Transgender organisations and campaigners have spoken out against Crowdfunder’s decision to reinstate the campaign, which it said does "not break our terms and conditions and guidelines”.
Jamie Pallas, spokesperson for Gendered Intelligence, an organisation that works with young transgender people, said that the group is “extremely disappointed” with the crowdfunding website.
“In our work with young trans people, we see the devastating affects lack of support at school has on wellbeing and mental health,” he told The Independent.
He added that the publication aimed "to spread incredibly harmful and untrue claims about what it means to be trans. Crowdfunder’s failure to take action against this material gives a green light to anti-trans bigotry.”
Transgender campaigner Owl Fisher called Crowdfunder's decision "outrageous".
They added: “It goes directly against their community standards and shows that they have taken the side of a transphobic group.”
Others expressed concern that if the fundraising campaign was successful, it could increase transphobic attitudes in schools, while some called for the Department for Education (DfE) to step in.
A DfE spokesperson said: “Headteachers are best placed to make decisions in the interest of their pupils but we want to make sure they are supported on sensitive issues, such as transgender rights. Through a £3m initiative led by the government equalities office, the government is working with over 1,000 schools to look at ways of fostering understanding of LGBT issues in the classroom.”
But transgender rights activist Fox Fisher said: “What is so dangerous about [the booklet] is that it masquerades as a resource that centres around supporting trans youth, when it is the exact opposite.
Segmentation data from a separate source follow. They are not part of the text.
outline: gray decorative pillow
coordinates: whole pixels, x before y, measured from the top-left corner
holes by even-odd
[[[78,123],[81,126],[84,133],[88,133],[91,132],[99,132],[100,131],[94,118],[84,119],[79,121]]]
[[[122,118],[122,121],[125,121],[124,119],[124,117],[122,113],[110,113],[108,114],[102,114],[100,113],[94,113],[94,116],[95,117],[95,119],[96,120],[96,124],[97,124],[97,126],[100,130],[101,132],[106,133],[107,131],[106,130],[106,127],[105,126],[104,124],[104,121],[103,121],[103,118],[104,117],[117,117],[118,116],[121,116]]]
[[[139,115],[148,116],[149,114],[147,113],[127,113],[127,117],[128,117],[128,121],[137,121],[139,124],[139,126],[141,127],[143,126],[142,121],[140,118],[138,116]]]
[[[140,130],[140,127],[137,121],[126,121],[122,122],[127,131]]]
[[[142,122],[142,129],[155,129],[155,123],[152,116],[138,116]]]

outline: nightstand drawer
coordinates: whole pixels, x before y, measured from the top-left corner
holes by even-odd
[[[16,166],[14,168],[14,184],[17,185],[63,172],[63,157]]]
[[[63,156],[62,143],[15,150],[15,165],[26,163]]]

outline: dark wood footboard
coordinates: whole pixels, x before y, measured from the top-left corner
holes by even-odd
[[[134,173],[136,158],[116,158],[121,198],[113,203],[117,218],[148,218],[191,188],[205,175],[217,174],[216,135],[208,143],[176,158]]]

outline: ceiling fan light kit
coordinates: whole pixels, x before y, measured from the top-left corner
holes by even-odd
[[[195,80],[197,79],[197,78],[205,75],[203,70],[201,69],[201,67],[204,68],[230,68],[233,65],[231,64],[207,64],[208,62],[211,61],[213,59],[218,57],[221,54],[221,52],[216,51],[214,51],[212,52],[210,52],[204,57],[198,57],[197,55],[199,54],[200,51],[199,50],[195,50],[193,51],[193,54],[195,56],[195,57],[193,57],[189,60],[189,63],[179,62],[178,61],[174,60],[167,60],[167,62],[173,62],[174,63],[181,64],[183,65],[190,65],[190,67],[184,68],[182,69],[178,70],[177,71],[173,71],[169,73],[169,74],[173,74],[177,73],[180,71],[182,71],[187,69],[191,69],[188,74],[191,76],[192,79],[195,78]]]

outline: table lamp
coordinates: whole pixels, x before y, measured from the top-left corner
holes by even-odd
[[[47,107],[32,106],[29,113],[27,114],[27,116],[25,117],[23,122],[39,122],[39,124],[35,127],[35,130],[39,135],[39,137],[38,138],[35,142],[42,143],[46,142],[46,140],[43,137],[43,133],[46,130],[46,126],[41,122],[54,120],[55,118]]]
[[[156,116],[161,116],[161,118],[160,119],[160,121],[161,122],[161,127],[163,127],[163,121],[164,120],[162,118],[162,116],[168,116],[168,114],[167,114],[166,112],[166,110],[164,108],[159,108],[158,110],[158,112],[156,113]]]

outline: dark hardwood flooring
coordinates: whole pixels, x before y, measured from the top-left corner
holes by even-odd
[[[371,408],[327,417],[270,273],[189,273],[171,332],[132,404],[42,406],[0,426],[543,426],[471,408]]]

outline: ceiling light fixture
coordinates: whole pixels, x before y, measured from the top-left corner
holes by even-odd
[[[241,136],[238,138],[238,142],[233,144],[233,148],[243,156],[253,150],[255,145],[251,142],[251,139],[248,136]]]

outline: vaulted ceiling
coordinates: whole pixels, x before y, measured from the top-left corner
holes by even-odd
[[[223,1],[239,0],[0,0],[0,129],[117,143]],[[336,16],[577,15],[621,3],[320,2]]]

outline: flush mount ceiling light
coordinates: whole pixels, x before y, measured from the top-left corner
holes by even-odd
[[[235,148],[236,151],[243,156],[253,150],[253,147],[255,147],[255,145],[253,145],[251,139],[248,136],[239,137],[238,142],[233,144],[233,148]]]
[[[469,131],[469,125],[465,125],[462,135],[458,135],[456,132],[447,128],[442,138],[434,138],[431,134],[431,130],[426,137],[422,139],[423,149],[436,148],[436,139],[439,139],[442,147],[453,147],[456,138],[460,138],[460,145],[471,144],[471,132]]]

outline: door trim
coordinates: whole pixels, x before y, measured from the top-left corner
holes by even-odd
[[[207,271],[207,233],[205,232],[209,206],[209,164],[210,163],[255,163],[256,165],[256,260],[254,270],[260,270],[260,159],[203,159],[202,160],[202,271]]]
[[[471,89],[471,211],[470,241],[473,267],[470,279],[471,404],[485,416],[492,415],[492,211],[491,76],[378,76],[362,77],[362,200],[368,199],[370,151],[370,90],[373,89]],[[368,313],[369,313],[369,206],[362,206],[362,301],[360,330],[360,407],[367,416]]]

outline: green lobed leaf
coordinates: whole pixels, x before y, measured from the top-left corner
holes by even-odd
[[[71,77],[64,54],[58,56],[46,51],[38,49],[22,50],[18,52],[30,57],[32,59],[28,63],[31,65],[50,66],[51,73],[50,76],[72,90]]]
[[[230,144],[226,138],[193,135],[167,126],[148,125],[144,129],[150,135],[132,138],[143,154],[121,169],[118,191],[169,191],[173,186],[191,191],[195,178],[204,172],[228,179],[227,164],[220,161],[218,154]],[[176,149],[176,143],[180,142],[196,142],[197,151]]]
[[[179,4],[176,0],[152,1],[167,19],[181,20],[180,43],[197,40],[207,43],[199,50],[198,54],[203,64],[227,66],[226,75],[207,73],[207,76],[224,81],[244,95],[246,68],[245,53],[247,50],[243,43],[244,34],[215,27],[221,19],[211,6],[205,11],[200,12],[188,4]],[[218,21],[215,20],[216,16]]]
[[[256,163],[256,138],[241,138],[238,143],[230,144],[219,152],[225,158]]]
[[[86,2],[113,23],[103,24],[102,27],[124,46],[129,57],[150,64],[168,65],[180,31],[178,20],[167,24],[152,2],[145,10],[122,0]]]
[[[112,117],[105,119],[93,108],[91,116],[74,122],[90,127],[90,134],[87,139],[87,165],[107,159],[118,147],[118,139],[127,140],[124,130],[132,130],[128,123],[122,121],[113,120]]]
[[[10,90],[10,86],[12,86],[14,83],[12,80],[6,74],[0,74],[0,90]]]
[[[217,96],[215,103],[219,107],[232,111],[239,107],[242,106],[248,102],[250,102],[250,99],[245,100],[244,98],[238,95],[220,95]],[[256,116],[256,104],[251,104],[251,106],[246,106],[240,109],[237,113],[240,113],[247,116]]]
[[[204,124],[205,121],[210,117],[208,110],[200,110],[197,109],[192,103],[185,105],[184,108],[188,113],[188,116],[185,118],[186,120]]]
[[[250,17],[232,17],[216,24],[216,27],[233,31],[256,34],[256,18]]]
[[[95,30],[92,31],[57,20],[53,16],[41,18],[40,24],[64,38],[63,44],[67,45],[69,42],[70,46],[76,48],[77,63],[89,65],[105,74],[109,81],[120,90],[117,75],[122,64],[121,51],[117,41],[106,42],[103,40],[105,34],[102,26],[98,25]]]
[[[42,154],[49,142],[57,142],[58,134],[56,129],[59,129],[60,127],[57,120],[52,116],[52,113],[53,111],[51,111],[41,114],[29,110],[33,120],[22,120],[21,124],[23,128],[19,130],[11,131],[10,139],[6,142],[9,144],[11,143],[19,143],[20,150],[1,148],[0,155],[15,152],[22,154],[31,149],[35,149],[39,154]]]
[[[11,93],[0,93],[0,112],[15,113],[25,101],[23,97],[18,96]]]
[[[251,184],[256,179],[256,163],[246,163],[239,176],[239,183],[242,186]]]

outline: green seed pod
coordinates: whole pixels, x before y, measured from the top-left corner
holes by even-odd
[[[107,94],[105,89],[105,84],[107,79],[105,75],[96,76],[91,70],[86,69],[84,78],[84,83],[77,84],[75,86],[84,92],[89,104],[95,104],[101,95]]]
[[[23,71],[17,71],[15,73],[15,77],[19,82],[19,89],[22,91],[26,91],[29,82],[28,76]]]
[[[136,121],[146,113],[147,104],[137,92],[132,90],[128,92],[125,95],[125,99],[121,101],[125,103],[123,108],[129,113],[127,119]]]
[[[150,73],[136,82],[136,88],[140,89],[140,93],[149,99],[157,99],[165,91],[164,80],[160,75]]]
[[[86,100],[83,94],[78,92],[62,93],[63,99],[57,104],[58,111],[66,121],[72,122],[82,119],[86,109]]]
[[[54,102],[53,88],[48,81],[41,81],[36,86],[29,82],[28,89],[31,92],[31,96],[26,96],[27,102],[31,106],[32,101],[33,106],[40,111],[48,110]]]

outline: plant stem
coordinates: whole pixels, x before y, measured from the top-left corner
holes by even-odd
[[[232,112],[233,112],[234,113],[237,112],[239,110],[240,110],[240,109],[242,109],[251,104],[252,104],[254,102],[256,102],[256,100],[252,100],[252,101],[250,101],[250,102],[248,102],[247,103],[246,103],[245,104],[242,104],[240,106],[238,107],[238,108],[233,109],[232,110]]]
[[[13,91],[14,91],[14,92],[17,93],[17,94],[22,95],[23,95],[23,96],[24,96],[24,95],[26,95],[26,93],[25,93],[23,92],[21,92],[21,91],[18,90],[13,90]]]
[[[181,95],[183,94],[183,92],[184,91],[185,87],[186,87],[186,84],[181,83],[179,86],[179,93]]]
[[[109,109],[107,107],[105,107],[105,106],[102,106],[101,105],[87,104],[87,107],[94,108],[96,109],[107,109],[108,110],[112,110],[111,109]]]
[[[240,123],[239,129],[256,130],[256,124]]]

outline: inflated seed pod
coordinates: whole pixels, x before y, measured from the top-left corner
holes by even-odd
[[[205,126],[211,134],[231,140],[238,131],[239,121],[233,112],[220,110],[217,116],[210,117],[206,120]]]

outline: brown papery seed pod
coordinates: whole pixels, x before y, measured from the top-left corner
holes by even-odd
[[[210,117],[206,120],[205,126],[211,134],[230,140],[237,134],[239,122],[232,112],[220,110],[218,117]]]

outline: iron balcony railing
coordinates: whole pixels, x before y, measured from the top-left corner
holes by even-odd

As much as the creators and their supporters claim that this resource is to support children, its real intentions are to push trans youth further into the closet and suppress their identity."
“It goes directly against the well being of trans students in schools and threatens the good work that many organisations have done in order to achieve legal rights and social recognition."
Stephanie Davies-Arie, spokesperson for Transgender Trend, told The Independent: “Despite a concerted campaign to defame us across social media and in some press reports, the decision from Crowdfunder, following a six day investigation, exonerates us from all charges that the Transgender Trend schools pack promotes ‘hate'."
She added: “We were confident that Crowdfunder would reach this decision."
Transgender Trend did not address the claims about the accuracy of its publication or the specific allegation that it was "transphobic".